Gewiß: "Poetik" ist vielleicht ein wenig hoch gegriffen. Hier geht es eher um unverhohlene Bekenntnisse und um die Vermittlung von Kenntnissen. Oder, noch direkter: Es geht um Werbung. Ulla Hahn wirbt um den Leser; sie wirbt für die Poesie, sie wirbt für die Autoren, die ihr im Verlaufe ihrer eigenen Lesegeschichte lieb und wert geworden sind. Literaturkritik erscheint hier als Bericht vom Glück ihres Lesens, das sie mit ihren Lesern teilen möchte: "Was auch immer ich schreibe, ist verlorene Liebesmüh - ohne Leser." Was sie, Emil Staiger zitierend, bekennt, das soll auch er erkennen: "Nur was mich ergreift, kann ich begreifen." Das dürfte diesem Leser kaum schwerfallen; handelt es sich doch um eine der bequemsten Formen des Umgangs mit Poesie. Und darüber hinaus soll dieser vorgestellte Leser allen politischen Vereinnahmungsaktionen der Poesie sein entschiedenes Veto entgegensetzen mit der schlichten Behauptung, es sei "lächerlich, politische Meinungen zu versifizieren, wie ja jedes In-Dienst-Nehmen von Kunst ihre Vernichtung bedeutet".

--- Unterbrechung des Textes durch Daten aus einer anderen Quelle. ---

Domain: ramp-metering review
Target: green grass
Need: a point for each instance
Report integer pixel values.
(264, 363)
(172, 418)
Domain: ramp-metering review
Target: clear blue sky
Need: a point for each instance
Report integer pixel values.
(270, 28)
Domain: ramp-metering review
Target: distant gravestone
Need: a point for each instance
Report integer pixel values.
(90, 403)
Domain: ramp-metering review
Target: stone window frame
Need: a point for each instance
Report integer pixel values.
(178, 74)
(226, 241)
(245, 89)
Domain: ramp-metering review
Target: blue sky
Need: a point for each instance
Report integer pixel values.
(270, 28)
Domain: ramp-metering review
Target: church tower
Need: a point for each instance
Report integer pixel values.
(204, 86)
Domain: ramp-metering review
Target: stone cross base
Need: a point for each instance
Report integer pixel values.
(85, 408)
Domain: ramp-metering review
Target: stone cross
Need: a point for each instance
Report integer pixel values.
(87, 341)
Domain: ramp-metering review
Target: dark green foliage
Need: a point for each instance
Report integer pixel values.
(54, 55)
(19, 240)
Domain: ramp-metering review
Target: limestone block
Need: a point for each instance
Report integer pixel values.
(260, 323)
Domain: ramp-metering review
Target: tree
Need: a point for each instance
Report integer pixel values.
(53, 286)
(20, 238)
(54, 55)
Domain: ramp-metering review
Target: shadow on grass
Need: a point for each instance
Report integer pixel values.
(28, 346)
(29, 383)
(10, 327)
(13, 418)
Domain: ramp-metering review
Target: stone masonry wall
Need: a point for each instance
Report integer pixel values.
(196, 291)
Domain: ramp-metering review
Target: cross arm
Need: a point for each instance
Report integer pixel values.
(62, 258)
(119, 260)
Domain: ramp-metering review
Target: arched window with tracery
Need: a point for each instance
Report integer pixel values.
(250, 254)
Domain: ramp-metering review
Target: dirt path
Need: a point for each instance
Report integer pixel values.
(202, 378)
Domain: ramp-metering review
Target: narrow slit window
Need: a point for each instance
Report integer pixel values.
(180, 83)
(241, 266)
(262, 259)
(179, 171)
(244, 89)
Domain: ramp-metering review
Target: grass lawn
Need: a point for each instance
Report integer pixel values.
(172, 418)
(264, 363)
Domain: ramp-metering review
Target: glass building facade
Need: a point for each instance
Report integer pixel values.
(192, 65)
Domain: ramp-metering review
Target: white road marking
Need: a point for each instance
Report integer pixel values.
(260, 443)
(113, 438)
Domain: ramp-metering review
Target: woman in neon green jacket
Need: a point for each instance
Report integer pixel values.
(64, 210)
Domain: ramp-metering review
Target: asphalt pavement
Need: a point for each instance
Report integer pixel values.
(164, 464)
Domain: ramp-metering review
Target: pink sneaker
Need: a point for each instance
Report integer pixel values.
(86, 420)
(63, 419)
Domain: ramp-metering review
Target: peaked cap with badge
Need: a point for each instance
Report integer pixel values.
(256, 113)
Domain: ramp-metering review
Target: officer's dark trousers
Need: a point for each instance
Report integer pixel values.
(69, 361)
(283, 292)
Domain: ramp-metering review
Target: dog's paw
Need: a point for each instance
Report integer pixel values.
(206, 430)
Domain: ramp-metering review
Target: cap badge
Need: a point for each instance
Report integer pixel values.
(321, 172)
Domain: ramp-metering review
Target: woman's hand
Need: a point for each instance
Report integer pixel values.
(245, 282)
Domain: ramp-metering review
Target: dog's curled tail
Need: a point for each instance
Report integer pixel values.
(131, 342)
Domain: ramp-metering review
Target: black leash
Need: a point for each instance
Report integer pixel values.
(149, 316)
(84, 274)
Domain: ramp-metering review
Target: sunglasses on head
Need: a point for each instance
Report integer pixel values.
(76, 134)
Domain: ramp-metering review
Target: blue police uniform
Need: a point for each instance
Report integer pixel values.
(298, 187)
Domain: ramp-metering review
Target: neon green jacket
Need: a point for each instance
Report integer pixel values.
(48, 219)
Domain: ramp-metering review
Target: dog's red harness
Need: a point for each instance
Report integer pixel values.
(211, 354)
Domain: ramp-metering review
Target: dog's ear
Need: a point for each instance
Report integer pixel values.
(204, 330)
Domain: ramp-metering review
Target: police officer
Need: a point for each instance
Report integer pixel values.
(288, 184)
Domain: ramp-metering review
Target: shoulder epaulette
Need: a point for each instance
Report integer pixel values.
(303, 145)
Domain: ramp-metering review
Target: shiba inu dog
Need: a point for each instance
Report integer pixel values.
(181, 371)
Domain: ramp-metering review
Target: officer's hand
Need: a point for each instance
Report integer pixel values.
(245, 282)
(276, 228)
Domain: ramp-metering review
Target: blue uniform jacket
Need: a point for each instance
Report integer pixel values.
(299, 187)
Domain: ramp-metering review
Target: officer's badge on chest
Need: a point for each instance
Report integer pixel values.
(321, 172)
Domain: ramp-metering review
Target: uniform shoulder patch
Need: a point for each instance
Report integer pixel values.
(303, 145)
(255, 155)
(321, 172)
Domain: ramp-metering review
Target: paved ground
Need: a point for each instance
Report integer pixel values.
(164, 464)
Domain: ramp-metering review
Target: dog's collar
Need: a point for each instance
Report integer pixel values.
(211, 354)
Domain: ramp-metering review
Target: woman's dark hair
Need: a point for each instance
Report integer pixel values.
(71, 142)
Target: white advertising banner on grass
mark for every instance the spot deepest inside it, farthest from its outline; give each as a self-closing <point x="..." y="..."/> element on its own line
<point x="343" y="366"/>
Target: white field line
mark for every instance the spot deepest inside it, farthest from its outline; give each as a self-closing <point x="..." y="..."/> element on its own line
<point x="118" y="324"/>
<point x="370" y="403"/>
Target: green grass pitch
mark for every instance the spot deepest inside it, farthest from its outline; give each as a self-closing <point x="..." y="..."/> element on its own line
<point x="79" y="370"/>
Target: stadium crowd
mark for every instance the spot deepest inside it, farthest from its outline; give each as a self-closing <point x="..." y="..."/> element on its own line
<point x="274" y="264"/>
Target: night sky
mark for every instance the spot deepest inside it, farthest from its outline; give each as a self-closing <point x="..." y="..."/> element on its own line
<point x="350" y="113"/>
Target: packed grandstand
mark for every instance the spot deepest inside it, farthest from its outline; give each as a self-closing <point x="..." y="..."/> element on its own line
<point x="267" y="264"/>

Ulla Hahn hat, wie man sieht, die Elementarlektion der Autonomieästhetik parat und rekapituliert deren Prinzipien gelehrig: "Gedichte haben kein Thema", liest man da einigermaßen überrascht, sie sind nur sie selbst: Sprache, Selbstausdruck, Musik und Form. Diese ästhetischen Qualitäten selbst seien es, die der Dichtung Humanität sicherten und ihren Lesern Vergnügen, Beglückung, Trost und Lebensmut bereiten könnten. Aber Gesang und Botschaft schließen einander für Ulla Hahn nicht aus; sie sind die zwei Seiten ein und derselben Sache Poesie, an der seit je der Sänger stets ebenso beteiligt sei wie der Redner. Und so kann Ulla Hahn mit der gleichen Entschiedenheit, mit der sie politische oder gar ideologische Positionen für unverträglich mit der Poesie erklärt, postulieren, der Schriftsteller müsse "wie jeder andere Demokrat Dinge, die im argen liegen, beim Namen nennen". Gleich dreimal und dazu auch noch gesperrt gedruckt begegnet diese Formulierung in den Essays, so als hätte irgend jemand gegen ein normales demokratisches Verhalten auch des Schriftstellers etwas einzuwenden. Zu fragen wäre doch nur: Warum sollte sich der Schriftsteller so verhalten, und warum muß das gerade von ihm mit solchem Nachdruck eingefordert werden? Das hätte man gern etwas eingehender begründet gesehen.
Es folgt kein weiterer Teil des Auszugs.